又是一拜,道:“父亲只是过于疼爱我这个女儿,才会莽撞说出那番话。”
“你其实不必为你父亲的过错道歉。”
申书仪紧抿双唇,双目含泪,看着褚咏羿。
“说开了便是。在下告辞了。”
褚咏羿刚一转身,申书仪忙将人喊下:“今后若是再约你出来……可否……”
“有何意义?”
“不过是想找个说话人,不愿放弃眼前的朋友罢了。”
“再说吧……”
褚咏羿将背着的伞袋打开,取出一把伞留在水榭。
“谢过申小姐的好意。”
“不必……”
褚咏羿又拿出另外一把伞撑开,头也不回的离开。
远处守着的丫鬟这才迎上来,给申书仪递上手炉暖和身子。
“小姐这又是何必?这个王永又不是一方富豪,又没有身上又没有功名。”
“抚宜也好,新泉也罢。我身边的适龄男子不是些混不吝的二世祖,就是些长成球的胖子,再来就是些家徒四壁的穷鬼。你让我嫁谁?”
“可是……”
“王公子长相英俊,气度不凡,一看就知不是久居人下之人,美中不足的就是他的正妻。不过为人倒也磊落,能维护正妻的男人不多了。若我能得个名分,哪怕是平妻,他也不会亏待我。”
说到这时,申书仪轻蔑一笑,“他的正妻又是个多病柔弱的,若是能病死最好,我就成了他的正妻。”
丫鬟纠结不已,小声问道:“那……叶公子他……怎么办?”
“他?”申书仪的声音中带了丝冷意,“他心里有我,就不会现在连封信都不给我。抚宜的信件寄不到,新泉还寄不到吗?”
“小姐……”
申书仪不欲多说,遂吩咐道:“打把伞,我们回屋。”
“是。”
新泉近日雨势缓和不少,然而这雨一日未停,太阳一日未出,悬起的心依旧无法安定下来。
李绛薇从灵界回来后,稍加收拾就出门前去神祠,继续帮代珠整理医案。下午问诊时,李绛薇发现那位让自己代笔的老婆婆领了一个男人过来。
“这个小妹子就是。”老婆婆高兴的介绍着,“她性子好,又会写字!肯定能帮忙!”
那男人冲李绛薇行礼,自我介绍道:“鄙人姓陈,单名一个乐,现任山鱼阁收信使。我们山鱼阁的代笔人病重,需要人顶替他的位置。不知这位小姐,可否愿意帮鄙人这个忙?”
代珠一旁笑道:“你瞧见她的发饰,还喊得出小姐来?”
李绛薇的头发盘起,梳了新泉的普通妇人发式。
“唤我纪娘子就好。”李绛薇捂嘴浅笑道:“山鱼阁该认识许多读书人才是,怎找不出一位代笔之人?”

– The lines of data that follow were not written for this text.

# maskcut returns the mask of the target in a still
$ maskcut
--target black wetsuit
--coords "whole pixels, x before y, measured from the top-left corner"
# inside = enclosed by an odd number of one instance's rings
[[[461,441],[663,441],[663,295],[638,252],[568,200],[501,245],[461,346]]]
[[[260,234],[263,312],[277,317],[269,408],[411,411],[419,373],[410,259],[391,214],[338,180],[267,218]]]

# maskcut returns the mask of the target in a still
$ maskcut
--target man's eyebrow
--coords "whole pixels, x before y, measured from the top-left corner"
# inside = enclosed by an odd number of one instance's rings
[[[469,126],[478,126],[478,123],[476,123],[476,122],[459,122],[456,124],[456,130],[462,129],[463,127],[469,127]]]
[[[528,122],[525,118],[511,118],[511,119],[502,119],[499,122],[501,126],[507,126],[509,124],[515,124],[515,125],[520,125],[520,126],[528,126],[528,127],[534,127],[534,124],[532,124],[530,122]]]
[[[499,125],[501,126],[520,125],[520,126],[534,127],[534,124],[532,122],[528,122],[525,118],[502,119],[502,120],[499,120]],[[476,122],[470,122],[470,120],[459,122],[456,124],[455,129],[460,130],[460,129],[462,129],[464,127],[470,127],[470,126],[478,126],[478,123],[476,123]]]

“帮倒是帮得,就是不愿留在山鱼阁内坐着留守。若是纪娘子不愿,鄙人会另寻人选。”
“那我替着吧。”李绛薇扭头冲代珠问道:“我若不来,你一个人撑得住吗?”
“嘿!你敢小看我?”
李绛薇笑着摇头,“不敢不敢。”
笑闹之后,李绛薇对着陈乐说道:“何时前去?如何安排?”
“纪娘子愿意接下这活,请与鄙人一同回山鱼阁详谈。阁内不好长时间空缺,无人看守。”
“好。”
李绛薇跟随陈乐一人来到山鱼阁二楼。
“这张桌椅就是代笔人所坐位置,平日里没有其他活需要忙碌。帮人写下家书,就是你的活计。酬劳按件数算,若一份家书写得长了需额外再算。晚些会给一份表,你对照看看便是。”
“好。”
“新泉过了时候,现在来寄信的少了。在阁内坐班,一日都不一定接到三件,这才不愿来。”
“所以你才想起我这个不介意银钱的人?”
陈乐面上一红,道:“也有这一想法。”
他打开一面大柜中的一个抽屉,从中取出两张纸,“一张是价目,另一张是问题路线。你先记住这些寄不到信的地方,寄到这些地点的信件,酌情减一些代笔的费用。”
“寄不到?”
“原有的路线中断了,我们无法和这些地方的其他成员联系上。”
李绛薇看着纸张上密密麻麻的地名,有些害怕。
“全是联系不上的?而不是……不是一开始就没有设立的线路?”
“全是中断的……”
说到此处,陈乐的情绪有些不稳。
“不要告知他们,至少……留点希望……”
“那……那些信?”
“等路线恢复后,会重新寄出去。”
李绛薇看着手里的地名,紧抿双唇。
“把地名记住,帮他们代笔时千万不要露出来。”
“我知道……”
观看地名时,李绛薇忽然问道:“那位婆婆的信……是不是也……”
“也在无法寄出的部分。”
“瞒着他们真的好吗?”李绛薇越看,双眼越发通红,“他们失去寻找亲人的最佳机会。”
握着地名的双手,在颤抖着。
“山鱼阁在灾年,从不承诺信件一定到达。是给乡亲们留下微笑的念想,亦或是揭露一切。鄙人不会阻拦,请随意。”
“我知道了……”
夜晚,李绛薇打着伞,顶着寒风回到住处。红肿的双眼,让褚咏羿意识到李绛薇哭过这一事实。取来帕子,将茶壶中的热水倒在帕子上拧干,递了过去。
“擦擦眼睛。”
“嗯……”
褚咏羿注意到李绛薇许久没有用脂粉遮掩过容貌,寒冷和劳累让她的身体变得憔悴,眼下也多了乌青。
与京城那个水灵的女子,不太一样了。
“要不这两天不去神祠,多歇歇?”
李绛薇摇头,道:“今日山鱼阁的人邀我去做代笔,得了一份问题路线表,上面写着中断寄信的乡县。一整页,全是地名……”李绛薇颤抖的说着,“我不敢想象,可我忍不住会去想……”
李绛薇抱着自己颤抖的身子,说着:“光是地名就有二十多人……那其中的人又会有多少?”